The western weather high was still forecast for a few days. This was so fortunate! How often this summer has the west (and indeed the east) of Scotland been raining? We were this way for a few days in the van and decided on the pair of Munros near Crianlarich, An Caisteal and Beinn a’Chroin. In fact it was going to be three with the inclusion of Beinn Chabhair, but after looking at the descent and reascent we would have to do, we suddenly felt lazy.
After a fine breakfast at the Green Welly Stop in Tyndrum, we parked up on a large layby on the A82 down Glen Falloch beside some large hydro works and followed the track that leads to the River Falloch. Here a mess of hydro activity greeted us, although there were signs directing walkers alongside.
Not the bonniest of starts and all we could be thankful for was the ease of progress on the track up the glen. When the track ended, amongst murk, bog and much hydro work going on, we began to make our way along the slopes and up towards the bealach that would take us on to Twistin Hill.
It was fairly boggy and a tough pathless slog up to the bealach. The hydro works down below didn’t enliven the view back either, only the steep slopes of Meall Garbh opposite, so it was a relief to finally reach the wide ridge of Twistin Hill.
Here we met some others coming up from via Sron Garbh so I presume that is the standard way many people take. The views finally began to open up and we started to really enjoy the walk – up until now it had been a bit of a viewless tramp but the best was now ahead of us.
We could see the rocky profile of An Caisteal ahead – the castle.
The path wound its way around the crags and there were a couple of fun steps to consider and use our hands on, although nothing too scrambly. We soon reached the summit of An Caisteal. As is typical in this part of the country, there were crowded peaks as far as the eye could see. These are very characterful, rocky hills.
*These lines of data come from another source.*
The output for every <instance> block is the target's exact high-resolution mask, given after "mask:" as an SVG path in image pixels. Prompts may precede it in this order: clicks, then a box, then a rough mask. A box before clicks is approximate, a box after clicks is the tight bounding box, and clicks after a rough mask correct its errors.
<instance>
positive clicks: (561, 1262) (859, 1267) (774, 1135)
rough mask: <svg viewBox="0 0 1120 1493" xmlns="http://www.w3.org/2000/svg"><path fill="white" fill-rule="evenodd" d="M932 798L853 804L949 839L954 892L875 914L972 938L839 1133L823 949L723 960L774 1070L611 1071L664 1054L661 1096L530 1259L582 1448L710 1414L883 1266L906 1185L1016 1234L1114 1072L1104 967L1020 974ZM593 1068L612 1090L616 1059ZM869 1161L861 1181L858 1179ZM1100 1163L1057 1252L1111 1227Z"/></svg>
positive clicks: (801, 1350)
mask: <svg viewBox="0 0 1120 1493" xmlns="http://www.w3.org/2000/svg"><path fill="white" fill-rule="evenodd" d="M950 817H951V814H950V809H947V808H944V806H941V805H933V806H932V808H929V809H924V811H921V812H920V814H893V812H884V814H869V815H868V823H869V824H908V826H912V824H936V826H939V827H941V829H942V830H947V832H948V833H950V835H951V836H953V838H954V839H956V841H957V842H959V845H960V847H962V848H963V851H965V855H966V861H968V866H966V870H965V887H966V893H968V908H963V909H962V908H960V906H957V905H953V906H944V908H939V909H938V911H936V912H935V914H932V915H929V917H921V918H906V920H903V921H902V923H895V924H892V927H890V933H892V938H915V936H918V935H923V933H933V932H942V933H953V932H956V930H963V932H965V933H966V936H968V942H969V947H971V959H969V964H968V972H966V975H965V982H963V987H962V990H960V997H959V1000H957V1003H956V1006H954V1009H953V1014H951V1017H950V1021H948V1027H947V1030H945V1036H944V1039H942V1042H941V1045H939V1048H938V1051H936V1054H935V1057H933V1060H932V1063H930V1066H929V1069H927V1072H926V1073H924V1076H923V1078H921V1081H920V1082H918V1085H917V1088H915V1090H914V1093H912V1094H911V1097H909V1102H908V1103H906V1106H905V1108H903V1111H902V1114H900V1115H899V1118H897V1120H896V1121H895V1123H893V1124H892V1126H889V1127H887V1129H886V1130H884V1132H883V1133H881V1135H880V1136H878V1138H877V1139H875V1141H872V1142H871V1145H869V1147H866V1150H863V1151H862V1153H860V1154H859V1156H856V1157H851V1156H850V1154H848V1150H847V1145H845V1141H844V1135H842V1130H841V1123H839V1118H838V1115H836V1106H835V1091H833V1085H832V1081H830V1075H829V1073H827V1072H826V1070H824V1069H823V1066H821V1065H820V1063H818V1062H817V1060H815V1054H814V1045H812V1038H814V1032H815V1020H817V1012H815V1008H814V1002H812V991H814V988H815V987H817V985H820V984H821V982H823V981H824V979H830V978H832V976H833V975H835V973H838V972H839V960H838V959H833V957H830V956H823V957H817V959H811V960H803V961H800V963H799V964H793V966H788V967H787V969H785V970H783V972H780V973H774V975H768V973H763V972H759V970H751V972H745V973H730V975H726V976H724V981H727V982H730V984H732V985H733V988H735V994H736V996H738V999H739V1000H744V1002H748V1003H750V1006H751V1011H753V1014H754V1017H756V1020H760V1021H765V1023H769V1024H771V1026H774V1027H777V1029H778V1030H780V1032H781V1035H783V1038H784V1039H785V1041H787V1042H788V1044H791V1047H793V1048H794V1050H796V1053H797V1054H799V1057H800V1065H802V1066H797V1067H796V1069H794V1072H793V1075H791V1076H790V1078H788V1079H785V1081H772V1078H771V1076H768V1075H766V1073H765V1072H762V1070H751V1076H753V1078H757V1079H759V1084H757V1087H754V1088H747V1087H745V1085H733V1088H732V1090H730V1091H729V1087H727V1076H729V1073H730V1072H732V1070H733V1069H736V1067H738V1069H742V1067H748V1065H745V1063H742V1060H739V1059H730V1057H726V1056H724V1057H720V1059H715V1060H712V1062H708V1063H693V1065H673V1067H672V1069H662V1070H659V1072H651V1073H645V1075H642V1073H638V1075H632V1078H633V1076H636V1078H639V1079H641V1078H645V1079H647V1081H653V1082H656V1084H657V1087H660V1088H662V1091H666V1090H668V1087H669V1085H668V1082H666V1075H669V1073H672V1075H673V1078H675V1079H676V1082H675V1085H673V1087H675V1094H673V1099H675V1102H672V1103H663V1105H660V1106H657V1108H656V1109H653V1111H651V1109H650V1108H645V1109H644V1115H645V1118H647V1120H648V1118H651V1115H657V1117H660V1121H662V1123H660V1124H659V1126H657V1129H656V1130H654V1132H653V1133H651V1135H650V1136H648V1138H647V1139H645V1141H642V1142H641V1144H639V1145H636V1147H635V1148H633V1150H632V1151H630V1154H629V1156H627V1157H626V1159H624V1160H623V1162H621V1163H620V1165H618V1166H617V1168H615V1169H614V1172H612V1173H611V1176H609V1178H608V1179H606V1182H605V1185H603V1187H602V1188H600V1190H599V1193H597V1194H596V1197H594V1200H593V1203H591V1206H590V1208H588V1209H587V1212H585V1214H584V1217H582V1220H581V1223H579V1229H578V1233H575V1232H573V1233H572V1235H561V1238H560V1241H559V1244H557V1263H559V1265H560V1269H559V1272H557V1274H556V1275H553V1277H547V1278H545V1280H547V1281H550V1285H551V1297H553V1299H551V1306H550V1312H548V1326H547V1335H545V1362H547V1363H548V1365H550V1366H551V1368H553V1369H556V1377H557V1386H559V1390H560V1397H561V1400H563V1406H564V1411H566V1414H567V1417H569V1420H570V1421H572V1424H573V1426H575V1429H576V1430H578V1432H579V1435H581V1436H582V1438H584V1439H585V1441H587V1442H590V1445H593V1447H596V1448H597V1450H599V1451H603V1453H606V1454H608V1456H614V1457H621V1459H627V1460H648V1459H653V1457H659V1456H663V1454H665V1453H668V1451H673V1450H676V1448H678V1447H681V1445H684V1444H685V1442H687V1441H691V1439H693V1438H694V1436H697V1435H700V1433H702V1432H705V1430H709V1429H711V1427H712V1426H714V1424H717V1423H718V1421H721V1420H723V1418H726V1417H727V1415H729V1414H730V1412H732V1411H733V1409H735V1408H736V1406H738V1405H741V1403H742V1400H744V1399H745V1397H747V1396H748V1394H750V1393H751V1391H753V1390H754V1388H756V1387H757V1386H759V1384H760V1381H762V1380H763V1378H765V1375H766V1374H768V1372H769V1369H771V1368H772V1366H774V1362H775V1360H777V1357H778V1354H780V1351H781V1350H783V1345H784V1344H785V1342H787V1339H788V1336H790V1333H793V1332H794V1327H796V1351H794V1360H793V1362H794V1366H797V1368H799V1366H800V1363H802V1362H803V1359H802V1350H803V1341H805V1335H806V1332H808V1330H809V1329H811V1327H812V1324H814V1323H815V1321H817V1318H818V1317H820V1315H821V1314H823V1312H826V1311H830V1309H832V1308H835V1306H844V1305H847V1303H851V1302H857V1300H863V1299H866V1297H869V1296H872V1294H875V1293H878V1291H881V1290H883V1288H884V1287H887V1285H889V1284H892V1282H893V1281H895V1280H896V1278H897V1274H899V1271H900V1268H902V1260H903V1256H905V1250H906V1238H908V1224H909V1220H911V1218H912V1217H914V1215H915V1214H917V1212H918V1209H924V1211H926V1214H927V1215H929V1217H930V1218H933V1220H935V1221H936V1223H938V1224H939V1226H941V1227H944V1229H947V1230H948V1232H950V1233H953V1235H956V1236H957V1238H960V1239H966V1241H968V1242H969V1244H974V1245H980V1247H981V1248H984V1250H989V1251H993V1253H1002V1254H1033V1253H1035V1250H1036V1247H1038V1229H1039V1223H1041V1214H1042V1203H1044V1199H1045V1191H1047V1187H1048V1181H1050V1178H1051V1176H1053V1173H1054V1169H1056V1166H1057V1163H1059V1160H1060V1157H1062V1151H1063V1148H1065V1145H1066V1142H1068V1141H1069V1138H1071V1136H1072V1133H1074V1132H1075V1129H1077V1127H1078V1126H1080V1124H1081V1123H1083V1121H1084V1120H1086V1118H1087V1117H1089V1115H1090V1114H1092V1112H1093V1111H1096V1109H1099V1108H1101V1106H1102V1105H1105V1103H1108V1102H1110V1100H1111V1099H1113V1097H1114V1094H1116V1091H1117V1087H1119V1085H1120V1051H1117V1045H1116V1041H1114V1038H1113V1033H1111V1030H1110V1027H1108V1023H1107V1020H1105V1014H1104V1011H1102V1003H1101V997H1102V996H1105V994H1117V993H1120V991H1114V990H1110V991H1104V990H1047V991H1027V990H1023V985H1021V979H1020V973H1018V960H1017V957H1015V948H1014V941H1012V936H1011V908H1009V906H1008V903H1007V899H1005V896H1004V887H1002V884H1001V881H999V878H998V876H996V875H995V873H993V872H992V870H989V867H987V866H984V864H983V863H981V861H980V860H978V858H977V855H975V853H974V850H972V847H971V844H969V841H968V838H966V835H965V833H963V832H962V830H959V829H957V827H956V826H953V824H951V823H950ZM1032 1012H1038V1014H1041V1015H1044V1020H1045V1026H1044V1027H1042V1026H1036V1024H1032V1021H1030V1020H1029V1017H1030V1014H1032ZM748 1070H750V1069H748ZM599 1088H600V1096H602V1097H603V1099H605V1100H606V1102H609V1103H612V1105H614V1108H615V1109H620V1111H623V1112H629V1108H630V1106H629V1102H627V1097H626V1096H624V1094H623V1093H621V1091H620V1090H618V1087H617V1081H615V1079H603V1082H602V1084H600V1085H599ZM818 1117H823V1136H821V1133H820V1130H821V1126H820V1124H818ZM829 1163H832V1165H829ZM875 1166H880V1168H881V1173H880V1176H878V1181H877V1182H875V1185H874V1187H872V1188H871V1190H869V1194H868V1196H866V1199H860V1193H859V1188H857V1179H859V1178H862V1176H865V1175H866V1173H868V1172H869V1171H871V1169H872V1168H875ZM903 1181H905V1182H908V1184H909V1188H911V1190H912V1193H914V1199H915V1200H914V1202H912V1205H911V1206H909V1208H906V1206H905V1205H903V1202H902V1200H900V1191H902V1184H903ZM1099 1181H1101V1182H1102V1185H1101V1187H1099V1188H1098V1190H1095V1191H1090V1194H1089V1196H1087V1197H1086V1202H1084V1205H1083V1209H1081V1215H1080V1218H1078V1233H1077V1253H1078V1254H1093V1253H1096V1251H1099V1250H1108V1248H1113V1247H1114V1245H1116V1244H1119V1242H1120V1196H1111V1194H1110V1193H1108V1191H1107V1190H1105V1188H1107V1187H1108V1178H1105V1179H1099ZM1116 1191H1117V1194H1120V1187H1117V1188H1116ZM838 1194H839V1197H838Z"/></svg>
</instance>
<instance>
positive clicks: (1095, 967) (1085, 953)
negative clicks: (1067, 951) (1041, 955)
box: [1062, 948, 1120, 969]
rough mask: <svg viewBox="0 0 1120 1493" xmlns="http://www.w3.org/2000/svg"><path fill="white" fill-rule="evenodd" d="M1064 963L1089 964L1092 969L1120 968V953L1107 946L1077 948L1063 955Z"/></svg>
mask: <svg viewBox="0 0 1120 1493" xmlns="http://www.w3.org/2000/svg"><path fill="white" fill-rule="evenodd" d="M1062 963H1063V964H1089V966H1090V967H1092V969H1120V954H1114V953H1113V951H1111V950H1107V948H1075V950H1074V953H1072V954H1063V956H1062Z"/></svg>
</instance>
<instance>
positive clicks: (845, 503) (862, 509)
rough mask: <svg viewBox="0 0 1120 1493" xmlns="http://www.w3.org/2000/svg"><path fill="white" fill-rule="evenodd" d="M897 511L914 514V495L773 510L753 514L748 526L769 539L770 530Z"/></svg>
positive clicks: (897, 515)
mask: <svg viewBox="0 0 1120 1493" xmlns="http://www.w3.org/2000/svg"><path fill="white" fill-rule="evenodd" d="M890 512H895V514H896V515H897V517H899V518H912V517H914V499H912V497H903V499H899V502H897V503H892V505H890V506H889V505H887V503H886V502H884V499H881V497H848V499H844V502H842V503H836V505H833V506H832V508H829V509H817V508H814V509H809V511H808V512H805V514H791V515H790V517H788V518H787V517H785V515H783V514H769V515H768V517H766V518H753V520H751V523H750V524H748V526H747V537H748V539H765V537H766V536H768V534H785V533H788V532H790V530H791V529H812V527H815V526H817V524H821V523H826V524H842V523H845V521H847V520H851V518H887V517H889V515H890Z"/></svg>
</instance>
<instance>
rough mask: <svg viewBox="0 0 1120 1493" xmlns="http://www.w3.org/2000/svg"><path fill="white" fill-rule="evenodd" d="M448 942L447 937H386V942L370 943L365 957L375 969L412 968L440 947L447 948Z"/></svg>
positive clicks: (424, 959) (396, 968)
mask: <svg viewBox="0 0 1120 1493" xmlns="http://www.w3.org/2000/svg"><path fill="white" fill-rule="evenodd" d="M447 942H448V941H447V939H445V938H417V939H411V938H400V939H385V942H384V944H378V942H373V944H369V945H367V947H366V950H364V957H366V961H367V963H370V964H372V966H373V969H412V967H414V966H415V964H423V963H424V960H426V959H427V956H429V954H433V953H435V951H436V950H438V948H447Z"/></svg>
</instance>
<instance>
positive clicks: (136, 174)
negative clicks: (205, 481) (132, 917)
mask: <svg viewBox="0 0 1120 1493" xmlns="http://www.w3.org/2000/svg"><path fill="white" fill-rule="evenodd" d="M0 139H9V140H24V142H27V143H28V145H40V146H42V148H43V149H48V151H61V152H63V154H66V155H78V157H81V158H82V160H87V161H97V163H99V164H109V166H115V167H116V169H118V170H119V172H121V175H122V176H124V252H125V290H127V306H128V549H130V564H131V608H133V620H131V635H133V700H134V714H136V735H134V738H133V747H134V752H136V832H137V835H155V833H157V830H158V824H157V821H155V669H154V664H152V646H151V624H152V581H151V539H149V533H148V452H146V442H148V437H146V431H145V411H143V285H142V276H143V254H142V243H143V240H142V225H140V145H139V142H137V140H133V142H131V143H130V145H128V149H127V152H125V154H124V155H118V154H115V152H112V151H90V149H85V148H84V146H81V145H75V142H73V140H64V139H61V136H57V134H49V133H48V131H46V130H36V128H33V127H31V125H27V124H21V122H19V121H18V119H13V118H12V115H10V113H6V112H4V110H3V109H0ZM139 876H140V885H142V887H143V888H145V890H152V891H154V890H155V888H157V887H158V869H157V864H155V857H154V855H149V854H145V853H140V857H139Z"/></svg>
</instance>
We spoke to two guys who had reached the summit and said we were thinking about including the other neighbouring Munro, Beinn Chabhair in our walk. They advised against it – one of them had done it before and said it was long and difficult. I think we were reluctant not to include it but he wasn’t selling it to us!
The path continued down the ridge and we seemed to lose an awful lot of height in a short space of time.
The path wound round the rocks and again there were some slabs to negotiate. When we got to the bealach and looked across to Beinn Chabhair, it certainly didn’t look too inviting, with a big loss of height and re-ascent, plus an awful lot of craggy looking steep flanks. We decided it could wait till another day and carried on towards Beinn a’Chroin.
The path wound tightly round the SW flank of Beinn a’Chroin and there was much rocky steps and fun clambering on this part. I have no idea how people can bring dogs up this, especially as one bit had me hauling myself up, kicking my right foot out to find a step and dragging the rest of me over the rock. It wasn’t pretty! We did meet a guy with a huge dog and he said he just lifted him – although he said in the same sentence that his dog was an Akita – a Japanese mountain dog that he got especially to go into the hills with him.
We reached the summit and enjoyed the views over to the southern peaks, although it was very cold at this point and we didn’t hang about.
We made our descent down the northern shoulder. The way back was long and tiring, albeit on good path for the steep part down.
The walk back out down the glen was pathless and as boggy as I can remember any walk. I quite liked the giant boulders with gardens and mini forests on top – although I imagine these have been photographed many times before.
It was a relief to finally reach the hydro track after the bogfest and amble easily back to the van.